While foreign natural persons may form OPCs, albeit subject to
restrictions as earlier mentioned, it is only the domestic corporations,
organized as stock corporation, that may be converted into a One Person
Corporation. The process shall be the same as amending the Articles of
Incorporation. As the inclusion of the suffix “OPC” is required under the
provisions of the code for names of this kind of corporation, its
conversion would necessarily render the same effect. Further, the number
of directors would naturally be reduced, the nominee and alternate
nominee shall be named, and the corporation shall adopt the distinctive
features of the OPC as provided for in the code.

AREÑO, Kim Louise 3C 1


CORPORATION LAW
Atty. Solomon M. Hermosura
In sum, the memorandum circulars, when taken in view and aligned
with of the provisions of a One Person corporations, aims to provide
further clarification. As this is a novel chapter of the code, conceived in
the RCC, such draft guidelines remain essential as it gives the necessary
additional information needed to thresh out any ambiguities.

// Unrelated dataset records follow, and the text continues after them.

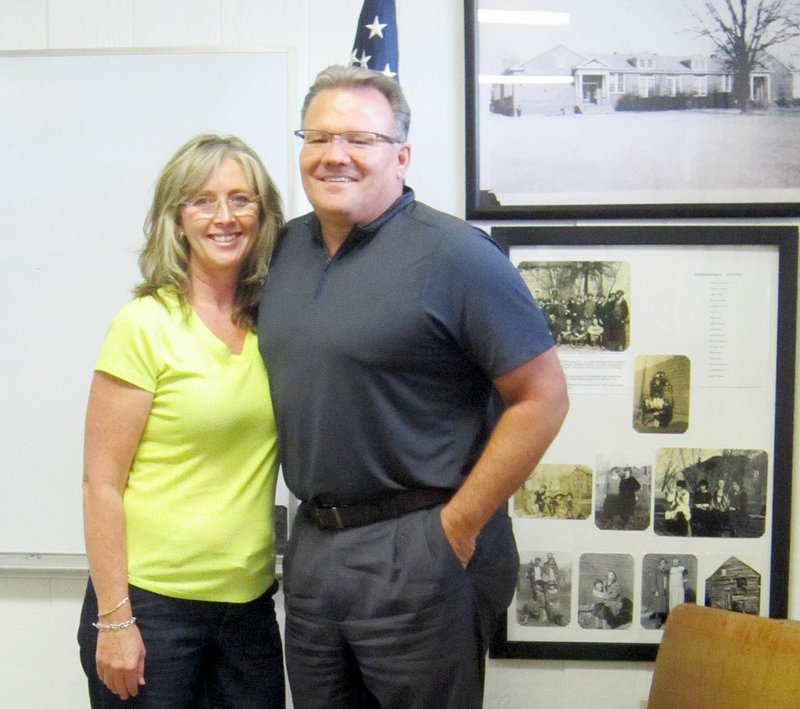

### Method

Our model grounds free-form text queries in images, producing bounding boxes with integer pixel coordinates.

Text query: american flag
[350,0,399,81]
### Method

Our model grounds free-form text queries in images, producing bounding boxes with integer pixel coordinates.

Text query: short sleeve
[95,298,162,392]
[428,229,553,378]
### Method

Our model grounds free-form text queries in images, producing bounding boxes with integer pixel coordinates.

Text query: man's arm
[441,347,569,566]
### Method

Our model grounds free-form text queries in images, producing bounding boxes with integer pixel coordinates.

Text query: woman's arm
[83,372,153,699]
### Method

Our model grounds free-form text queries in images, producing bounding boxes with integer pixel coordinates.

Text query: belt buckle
[313,505,344,529]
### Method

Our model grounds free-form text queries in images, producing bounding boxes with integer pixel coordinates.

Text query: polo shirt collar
[307,185,415,259]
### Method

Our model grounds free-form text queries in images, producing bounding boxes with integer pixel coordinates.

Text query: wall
[0,0,800,709]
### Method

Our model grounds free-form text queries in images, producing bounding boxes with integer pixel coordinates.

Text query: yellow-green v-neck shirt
[95,290,277,603]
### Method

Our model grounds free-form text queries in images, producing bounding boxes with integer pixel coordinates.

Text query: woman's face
[180,157,259,281]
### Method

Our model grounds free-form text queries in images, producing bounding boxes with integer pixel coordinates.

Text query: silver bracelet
[92,616,136,632]
[97,596,131,619]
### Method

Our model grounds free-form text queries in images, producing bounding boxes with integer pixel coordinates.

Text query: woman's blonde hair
[134,133,284,328]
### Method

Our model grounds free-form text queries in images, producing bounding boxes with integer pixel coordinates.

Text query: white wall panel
[47,0,133,49]
[133,0,222,46]
[0,0,47,51]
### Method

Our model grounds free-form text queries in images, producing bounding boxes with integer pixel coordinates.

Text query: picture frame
[490,226,798,661]
[464,0,800,221]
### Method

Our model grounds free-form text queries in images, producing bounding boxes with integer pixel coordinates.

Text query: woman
[79,135,284,709]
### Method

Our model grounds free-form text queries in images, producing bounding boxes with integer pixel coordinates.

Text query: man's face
[300,88,410,228]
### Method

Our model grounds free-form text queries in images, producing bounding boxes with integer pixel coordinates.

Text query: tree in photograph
[692,0,800,113]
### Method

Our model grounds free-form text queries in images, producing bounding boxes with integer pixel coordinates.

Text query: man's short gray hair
[300,64,411,142]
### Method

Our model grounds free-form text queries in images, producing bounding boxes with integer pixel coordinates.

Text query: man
[649,557,669,628]
[619,466,642,529]
[259,67,567,709]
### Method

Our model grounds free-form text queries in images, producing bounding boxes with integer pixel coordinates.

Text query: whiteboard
[0,49,294,554]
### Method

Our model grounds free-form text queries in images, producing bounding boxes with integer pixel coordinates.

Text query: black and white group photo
[517,261,631,352]
[653,448,767,538]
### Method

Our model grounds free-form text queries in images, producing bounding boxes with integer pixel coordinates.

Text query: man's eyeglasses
[294,129,401,151]
[184,194,258,217]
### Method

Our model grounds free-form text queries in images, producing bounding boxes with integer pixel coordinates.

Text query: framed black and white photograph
[465,0,800,220]
[490,226,798,660]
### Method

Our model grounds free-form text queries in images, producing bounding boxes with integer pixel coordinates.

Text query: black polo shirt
[258,188,553,504]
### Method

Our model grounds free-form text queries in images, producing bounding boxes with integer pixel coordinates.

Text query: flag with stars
[350,0,399,81]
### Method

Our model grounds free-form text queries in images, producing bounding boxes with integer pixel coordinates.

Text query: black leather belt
[300,487,454,529]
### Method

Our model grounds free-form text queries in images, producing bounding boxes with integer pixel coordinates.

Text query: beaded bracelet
[97,596,131,618]
[92,616,136,632]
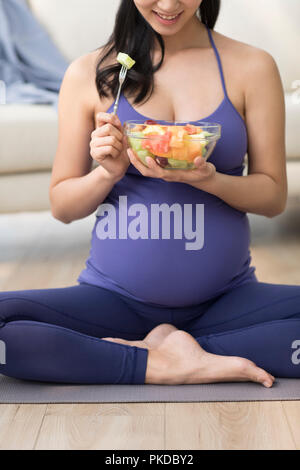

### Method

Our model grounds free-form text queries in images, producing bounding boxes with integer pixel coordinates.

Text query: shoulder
[62,48,111,112]
[65,49,101,83]
[214,31,278,81]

The RCC
provides for its defining characteristics; and where there exists any
question, particularly on the requisites, and conversion of an existing
corporation to an OPC, the draft circular construes the steps needed to
integrate this entity into an actual One Person Corporation.
THE POWERS AND FUCTIONS OF THE SEC
The Securities and Exchange Commission is armed with the power
to “Approve, reject, suspend, revoke or require amendments to
registration statements, and registration and licensing applications.” In
view of such power, the memorandum circular provides for the guidelines
and documentary requirements to satisfy the conversion from an already
existing corporation to an OPC. It shall include the amended Articles of
Incorporation, including pertinent changes which characterize the nature
of an OPC, as provided in the RCC. The commission also requires a
Secretary’s Certificate to evidence the acquisition of all the outstanding
shares by the single stockholder, the settlement of taxes and all other
obligations in favor of government, and free from intra-corporate dispute.
Other requirements that have been provided in the code must also be
complied with.
PUBLIC POLICY FOR ALLOWING THE ORGANIZATION OF OPCs
The primary purpose for the organization of the One Person
Corporation is to give ease in doing business in the country. It provides
for platform for entrepreneurs to form their own corporation. What makes
this a viable and advantageous option for persons who wish to engage in
business is the limited liability of the stockholder. The corporate entity is
separate and distinct from the person comprising it, making the personal
properties of the stockholder independent from that of the corporation.
This means that creditors of the corporation may not come after the assets
of the single stockholder. However, the stockholder must prove that the
corporation is sufficiently adequately financed. Such restriction aims to
prevent the stockholder from abusing the system by converting corporate
properties to personal properties, intentionally keeping it away from the
reach of his creditors. The Doctrine of Piercing the Veil of Corporate
Fiction applies to OPCs, as well as Corporate Income Tax.